The geography of Eiffel Tower views is more complex than it first appears. The most celebrated vantage points — the Trocadéro, the Champ de Mars, the Seine bridges — are public spaces. For private views from a hotel room, the optimal positions are specific: north of the tower from the Trocadéro side (16th arrondissement), directly east across the Champ de Mars (15th), or from elevated positions in the 7th and 8th that look across rooftop Paris to the tower on the horizon.
The Shangri-La Hotel Paris, in a former Bonaparte family palace on the Avenue d'Iéna, offers what is universally considered the finest hotel view of the tower — from the upper suites, the Eiffel Tower fills the window directly across the Seine, with no intervening buildings or infrastructure. The light at sunset, when the tower turns gold before the sky darkens, is something that guests describe in the language usually reserved for works of art.

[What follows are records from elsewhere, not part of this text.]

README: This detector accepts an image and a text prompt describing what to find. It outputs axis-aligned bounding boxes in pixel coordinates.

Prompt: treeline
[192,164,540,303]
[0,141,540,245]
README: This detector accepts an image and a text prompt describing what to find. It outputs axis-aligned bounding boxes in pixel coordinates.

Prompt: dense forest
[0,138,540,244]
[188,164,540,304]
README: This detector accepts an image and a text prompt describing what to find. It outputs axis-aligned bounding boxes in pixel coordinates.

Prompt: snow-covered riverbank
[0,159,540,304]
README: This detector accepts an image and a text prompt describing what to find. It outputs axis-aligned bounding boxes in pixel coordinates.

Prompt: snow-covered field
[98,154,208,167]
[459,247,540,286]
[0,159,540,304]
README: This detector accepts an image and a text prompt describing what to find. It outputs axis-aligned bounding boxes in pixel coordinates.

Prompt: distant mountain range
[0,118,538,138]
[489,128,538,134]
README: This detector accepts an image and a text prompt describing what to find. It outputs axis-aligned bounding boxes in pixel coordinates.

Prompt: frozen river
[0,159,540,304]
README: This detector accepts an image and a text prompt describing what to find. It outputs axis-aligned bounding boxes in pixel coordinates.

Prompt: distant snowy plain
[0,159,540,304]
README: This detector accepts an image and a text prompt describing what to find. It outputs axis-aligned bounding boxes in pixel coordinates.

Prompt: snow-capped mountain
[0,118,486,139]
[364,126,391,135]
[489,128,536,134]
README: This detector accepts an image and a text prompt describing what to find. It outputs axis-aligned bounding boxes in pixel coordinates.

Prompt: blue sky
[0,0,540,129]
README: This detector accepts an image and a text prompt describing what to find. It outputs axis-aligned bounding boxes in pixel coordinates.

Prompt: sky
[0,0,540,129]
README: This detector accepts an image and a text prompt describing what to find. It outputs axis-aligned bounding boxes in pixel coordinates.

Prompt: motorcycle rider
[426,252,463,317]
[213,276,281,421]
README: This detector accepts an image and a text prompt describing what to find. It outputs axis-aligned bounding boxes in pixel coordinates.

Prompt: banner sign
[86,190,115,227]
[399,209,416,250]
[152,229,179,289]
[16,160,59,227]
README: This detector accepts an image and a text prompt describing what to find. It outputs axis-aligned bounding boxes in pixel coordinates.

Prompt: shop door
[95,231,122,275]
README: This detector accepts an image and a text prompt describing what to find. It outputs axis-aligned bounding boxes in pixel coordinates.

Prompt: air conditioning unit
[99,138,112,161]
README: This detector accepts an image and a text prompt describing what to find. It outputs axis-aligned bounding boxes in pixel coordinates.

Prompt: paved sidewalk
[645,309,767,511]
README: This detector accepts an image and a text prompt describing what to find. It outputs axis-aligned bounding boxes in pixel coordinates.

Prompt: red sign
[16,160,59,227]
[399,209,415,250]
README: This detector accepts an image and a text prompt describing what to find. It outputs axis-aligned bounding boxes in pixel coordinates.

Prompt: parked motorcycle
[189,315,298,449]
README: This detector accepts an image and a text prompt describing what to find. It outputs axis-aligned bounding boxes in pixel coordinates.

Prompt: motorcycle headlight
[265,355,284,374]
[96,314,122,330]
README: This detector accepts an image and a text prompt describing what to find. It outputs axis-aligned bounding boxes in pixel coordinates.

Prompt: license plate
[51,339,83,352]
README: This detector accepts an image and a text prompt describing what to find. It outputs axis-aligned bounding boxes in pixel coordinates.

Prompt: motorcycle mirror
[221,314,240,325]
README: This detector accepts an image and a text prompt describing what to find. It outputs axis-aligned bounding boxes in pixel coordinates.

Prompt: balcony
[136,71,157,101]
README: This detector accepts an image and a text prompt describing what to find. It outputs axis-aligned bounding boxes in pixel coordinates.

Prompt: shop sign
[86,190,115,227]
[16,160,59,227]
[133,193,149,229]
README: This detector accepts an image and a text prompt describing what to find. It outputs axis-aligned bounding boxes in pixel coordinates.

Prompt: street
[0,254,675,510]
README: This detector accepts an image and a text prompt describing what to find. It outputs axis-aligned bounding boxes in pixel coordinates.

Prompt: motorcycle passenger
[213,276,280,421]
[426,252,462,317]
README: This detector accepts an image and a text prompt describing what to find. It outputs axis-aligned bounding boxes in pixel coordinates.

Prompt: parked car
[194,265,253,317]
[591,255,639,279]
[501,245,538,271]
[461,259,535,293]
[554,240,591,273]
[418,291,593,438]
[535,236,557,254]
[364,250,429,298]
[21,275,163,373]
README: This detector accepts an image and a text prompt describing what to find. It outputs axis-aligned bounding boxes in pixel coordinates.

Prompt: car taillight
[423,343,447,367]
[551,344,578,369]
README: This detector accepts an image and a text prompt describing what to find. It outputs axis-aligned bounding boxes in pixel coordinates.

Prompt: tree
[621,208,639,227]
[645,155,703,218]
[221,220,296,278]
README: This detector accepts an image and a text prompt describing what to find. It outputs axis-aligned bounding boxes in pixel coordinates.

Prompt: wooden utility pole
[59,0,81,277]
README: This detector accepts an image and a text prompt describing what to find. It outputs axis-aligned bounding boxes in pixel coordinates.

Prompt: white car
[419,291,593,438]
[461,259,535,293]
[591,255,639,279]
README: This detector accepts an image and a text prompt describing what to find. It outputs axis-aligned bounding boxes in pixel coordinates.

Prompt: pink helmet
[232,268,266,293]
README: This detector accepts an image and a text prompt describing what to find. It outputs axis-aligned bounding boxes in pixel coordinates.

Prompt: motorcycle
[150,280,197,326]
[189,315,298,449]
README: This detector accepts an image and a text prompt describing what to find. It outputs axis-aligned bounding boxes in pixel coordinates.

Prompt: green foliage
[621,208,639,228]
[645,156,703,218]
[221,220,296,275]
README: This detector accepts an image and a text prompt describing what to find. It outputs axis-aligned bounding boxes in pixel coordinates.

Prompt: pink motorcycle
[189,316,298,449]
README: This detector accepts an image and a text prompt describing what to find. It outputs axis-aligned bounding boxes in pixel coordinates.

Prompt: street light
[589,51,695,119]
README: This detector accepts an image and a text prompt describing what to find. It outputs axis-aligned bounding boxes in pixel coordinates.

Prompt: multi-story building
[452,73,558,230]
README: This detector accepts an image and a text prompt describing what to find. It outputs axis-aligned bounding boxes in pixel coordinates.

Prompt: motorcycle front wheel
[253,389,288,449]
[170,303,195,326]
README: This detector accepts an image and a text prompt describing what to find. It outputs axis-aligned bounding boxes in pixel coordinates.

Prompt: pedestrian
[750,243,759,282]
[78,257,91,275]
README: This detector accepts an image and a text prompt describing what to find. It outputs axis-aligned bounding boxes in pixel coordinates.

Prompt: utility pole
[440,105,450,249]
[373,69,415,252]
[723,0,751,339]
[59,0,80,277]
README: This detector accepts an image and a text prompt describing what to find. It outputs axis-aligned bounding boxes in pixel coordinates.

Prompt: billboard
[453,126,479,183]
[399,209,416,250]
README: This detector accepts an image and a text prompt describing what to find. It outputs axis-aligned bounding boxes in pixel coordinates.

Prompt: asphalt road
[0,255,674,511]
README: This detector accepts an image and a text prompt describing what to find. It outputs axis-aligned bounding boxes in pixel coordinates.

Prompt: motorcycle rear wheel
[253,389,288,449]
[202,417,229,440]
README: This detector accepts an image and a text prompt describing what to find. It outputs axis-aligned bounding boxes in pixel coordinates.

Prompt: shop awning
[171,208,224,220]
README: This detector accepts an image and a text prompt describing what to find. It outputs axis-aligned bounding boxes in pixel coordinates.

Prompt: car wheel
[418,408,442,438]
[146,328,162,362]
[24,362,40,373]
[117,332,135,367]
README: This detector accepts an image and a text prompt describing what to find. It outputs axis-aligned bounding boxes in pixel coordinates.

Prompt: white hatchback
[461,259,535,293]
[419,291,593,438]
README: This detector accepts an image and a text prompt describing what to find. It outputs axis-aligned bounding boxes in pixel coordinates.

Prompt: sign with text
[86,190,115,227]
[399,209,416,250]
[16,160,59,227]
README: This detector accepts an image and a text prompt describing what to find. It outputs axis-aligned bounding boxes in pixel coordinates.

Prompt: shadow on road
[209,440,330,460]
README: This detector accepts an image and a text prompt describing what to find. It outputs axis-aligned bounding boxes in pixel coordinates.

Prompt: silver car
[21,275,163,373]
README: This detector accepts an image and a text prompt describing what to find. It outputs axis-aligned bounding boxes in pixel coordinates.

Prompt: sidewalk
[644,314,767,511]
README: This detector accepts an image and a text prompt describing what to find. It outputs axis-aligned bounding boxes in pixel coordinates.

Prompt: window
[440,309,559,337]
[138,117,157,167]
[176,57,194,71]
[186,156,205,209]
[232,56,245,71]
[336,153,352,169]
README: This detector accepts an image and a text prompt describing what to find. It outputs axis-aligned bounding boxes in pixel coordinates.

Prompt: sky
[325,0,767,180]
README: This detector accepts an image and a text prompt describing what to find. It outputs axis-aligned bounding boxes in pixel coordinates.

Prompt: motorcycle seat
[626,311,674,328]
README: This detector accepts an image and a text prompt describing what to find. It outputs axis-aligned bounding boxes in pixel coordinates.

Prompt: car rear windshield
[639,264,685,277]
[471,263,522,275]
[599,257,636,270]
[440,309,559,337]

For the tower's hourly light show (which runs until 1 AM in summer), a hotel with a west-facing terrace or balcony is worth the upgrade. The Pullman Paris Tour Eiffel has positioned its rooftop bar specifically for this spectacle; the Hotel Eiffel Trocadéro has several rooms where the show is visible lying in bed. These aren't incidental features — they're nightly events that justify the planning.
Beyond the dedicated tower-view hotels, several properties offer partial or seasonal views that are worth specifying at booking: the upper floors of the Hôtel Lutetia (Saint-Germain) offer a distant but unmistakable tower silhouette; certain rooms at the Terrass'' Hotel in Montmartre frame the tower in the distance against the full Paris skyline — a view that contains more of the city's story than any direct close-up.